In some ways, the image breaks down an otherwise unseen barrier created by our language, which can limit the possibility of the concept as it is expressed in its original language. Translation requires a great deal of consideration, one that is not unknown in choosing an Emoji in communication. Clearly, the "shiny heart" Emoji is not the simplest choice and, if chosen for reasons beyond the aesthetic appeal of a shiny heart, reflects how the translator internalized a profound concept.

So is Emoji a proper way of doing biblical translation? Our language is always changing, whether we like it or not. Every year, the Oxford Dictionary adds new words with recent additions being: manspreading, vacay, humblebrag, and tweetable...none of which register as correct within my web browser's spell check. It isn't absurd to think of Emoji not as an end to itself but as an indicator of a transition to a new symbol system. Languages with less words have to make do with ambiguity, where multivalence trumps a wide, nuanced vocabulary.

There's a great scene in the comic series "All-Star Superman" (written by Grant Morrison and illustrated by Frank Quitely) that illustrates this in a stray communication from an imagined 24th century. A scientist from the future expresses his gratitude to Superman for something he did in his own time, using a version of the English language that is an evolution of the way many people communicate now in the use of symbol substitution, stylistic and alternate spellings, and invented onomatopoetics and slang that could be possible when the freedom to invent or modify language finds its way into spoken language (think of how words like "lulz" have found their way into everyday speech).

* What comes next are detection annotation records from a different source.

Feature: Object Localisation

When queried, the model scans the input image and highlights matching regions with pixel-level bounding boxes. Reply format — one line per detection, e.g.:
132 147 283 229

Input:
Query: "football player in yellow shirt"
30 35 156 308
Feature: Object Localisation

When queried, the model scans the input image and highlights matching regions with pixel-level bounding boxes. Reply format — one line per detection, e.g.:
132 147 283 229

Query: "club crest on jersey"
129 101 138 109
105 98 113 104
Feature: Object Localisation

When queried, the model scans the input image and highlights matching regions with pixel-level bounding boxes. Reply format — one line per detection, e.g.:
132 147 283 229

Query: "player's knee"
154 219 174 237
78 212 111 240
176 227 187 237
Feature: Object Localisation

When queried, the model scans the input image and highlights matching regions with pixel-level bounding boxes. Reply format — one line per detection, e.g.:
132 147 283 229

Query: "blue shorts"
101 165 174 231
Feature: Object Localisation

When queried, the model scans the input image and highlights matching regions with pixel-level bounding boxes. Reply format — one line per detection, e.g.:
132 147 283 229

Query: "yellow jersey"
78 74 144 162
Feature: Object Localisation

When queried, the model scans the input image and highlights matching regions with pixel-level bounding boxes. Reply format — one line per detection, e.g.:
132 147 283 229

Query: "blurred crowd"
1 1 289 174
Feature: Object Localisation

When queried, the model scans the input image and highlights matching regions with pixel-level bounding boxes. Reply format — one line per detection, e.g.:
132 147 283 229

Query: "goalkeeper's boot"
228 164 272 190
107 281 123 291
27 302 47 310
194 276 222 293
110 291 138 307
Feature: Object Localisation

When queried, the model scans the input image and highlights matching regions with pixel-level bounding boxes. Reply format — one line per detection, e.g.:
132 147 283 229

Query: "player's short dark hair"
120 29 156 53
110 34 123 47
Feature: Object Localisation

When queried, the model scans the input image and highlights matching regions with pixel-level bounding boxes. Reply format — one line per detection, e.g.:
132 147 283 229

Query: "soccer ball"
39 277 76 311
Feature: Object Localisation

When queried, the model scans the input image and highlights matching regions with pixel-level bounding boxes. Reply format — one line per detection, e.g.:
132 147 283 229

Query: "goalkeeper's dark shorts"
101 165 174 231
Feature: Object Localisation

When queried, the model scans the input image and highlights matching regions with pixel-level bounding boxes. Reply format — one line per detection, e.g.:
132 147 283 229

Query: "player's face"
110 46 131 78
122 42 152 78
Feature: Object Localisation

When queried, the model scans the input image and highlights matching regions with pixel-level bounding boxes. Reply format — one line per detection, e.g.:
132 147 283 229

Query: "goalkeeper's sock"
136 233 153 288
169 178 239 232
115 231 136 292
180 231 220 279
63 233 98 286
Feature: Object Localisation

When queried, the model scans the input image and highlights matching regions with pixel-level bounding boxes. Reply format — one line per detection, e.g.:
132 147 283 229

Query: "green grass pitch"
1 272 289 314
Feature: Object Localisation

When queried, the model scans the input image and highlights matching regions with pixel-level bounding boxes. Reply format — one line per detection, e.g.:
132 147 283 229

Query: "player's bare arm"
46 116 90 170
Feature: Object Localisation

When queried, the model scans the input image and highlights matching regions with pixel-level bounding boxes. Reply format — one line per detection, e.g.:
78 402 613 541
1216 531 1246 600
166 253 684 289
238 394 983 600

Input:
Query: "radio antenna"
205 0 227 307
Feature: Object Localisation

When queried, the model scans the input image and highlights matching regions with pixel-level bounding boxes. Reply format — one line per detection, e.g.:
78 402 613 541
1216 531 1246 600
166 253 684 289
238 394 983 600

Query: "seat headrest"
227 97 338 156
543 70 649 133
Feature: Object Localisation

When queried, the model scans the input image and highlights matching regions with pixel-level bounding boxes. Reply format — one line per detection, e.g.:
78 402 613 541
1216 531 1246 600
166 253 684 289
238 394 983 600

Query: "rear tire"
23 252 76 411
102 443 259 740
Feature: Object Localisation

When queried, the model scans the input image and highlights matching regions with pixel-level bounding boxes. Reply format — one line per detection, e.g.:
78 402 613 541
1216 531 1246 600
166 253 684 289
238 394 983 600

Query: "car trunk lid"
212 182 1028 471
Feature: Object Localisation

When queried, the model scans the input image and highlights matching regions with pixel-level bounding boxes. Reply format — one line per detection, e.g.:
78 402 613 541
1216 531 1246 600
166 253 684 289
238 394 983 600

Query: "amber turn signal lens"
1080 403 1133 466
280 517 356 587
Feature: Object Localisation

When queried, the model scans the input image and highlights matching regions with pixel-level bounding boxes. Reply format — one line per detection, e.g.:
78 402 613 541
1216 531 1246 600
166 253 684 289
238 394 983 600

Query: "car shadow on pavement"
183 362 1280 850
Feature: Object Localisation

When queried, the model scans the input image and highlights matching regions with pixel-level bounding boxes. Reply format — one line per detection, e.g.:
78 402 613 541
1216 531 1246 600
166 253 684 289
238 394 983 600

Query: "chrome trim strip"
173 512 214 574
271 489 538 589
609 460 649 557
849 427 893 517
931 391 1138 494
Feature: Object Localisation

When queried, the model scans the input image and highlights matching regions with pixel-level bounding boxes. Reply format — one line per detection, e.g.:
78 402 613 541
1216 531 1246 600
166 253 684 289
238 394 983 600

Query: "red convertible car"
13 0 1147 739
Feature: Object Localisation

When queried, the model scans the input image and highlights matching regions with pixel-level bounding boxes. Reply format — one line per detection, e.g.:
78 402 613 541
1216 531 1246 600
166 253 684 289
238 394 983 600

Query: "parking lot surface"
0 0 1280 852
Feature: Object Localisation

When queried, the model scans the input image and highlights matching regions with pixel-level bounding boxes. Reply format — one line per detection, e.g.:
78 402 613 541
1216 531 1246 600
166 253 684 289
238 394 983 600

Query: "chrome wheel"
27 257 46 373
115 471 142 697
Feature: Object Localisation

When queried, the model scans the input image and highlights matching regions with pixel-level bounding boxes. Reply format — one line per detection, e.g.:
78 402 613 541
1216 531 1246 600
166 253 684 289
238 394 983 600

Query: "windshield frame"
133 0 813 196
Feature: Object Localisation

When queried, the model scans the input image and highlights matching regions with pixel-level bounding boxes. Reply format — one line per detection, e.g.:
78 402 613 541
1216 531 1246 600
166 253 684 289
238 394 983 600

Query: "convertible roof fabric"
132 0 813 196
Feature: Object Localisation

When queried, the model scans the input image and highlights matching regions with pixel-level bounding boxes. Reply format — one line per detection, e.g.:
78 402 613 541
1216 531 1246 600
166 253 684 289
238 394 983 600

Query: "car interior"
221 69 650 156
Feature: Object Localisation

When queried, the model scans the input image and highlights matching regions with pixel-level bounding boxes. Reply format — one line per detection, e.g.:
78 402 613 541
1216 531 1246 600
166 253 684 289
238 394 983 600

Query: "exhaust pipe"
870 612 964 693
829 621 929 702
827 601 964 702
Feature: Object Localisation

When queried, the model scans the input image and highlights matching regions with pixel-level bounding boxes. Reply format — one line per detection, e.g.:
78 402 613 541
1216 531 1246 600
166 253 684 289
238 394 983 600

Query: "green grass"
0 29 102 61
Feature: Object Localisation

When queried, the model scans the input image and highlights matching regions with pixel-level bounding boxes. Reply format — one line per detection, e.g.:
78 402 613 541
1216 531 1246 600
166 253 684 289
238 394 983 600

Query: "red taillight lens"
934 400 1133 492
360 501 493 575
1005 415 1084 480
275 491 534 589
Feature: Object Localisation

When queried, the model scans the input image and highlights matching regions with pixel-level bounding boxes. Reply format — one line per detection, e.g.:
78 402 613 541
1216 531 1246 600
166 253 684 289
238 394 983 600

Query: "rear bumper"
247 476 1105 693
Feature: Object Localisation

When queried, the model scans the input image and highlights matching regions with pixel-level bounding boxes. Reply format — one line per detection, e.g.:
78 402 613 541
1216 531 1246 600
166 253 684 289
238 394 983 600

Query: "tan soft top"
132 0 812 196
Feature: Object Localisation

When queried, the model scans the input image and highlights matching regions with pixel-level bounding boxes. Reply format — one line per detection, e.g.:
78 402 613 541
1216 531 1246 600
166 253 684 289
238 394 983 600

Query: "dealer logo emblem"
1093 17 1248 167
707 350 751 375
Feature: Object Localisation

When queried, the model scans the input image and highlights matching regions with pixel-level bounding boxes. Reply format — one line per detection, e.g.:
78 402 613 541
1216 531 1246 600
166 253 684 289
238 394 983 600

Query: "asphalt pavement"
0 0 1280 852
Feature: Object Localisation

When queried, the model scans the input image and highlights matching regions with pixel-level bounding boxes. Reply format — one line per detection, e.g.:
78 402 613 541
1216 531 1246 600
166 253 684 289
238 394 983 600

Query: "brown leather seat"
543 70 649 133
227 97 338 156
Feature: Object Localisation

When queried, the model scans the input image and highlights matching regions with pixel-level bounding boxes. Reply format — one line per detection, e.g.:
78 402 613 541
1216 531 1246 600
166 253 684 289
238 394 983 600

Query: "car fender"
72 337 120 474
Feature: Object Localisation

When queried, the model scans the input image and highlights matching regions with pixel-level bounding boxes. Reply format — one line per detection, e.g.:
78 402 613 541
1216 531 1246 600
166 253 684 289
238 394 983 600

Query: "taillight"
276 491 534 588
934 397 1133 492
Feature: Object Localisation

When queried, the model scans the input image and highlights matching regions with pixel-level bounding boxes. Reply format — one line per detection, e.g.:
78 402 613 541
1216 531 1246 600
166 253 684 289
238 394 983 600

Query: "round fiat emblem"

 It's good to remember that the King James Bible is a masterpiece of the English language because it walked the fine line between dynamic and formal equivalent translation methods: between being true to the perceived meaning of the text and being true to the more formal aspects of original word choice and syntax. The original languages let us work back to the original mode of expression in hope of finding the heart of what was being expressed. This hopefully leads to a participation of the original experience, one that is extended to us today and unites us not only to God but to every person who helped transmit that message to us as well, explaining and translating in ways they hoped would convey the heart of that message to us. When heart speaks to heart, it is hoped that lives are transformed and gladdened enough by that encounter that their heart can do no other than to sing.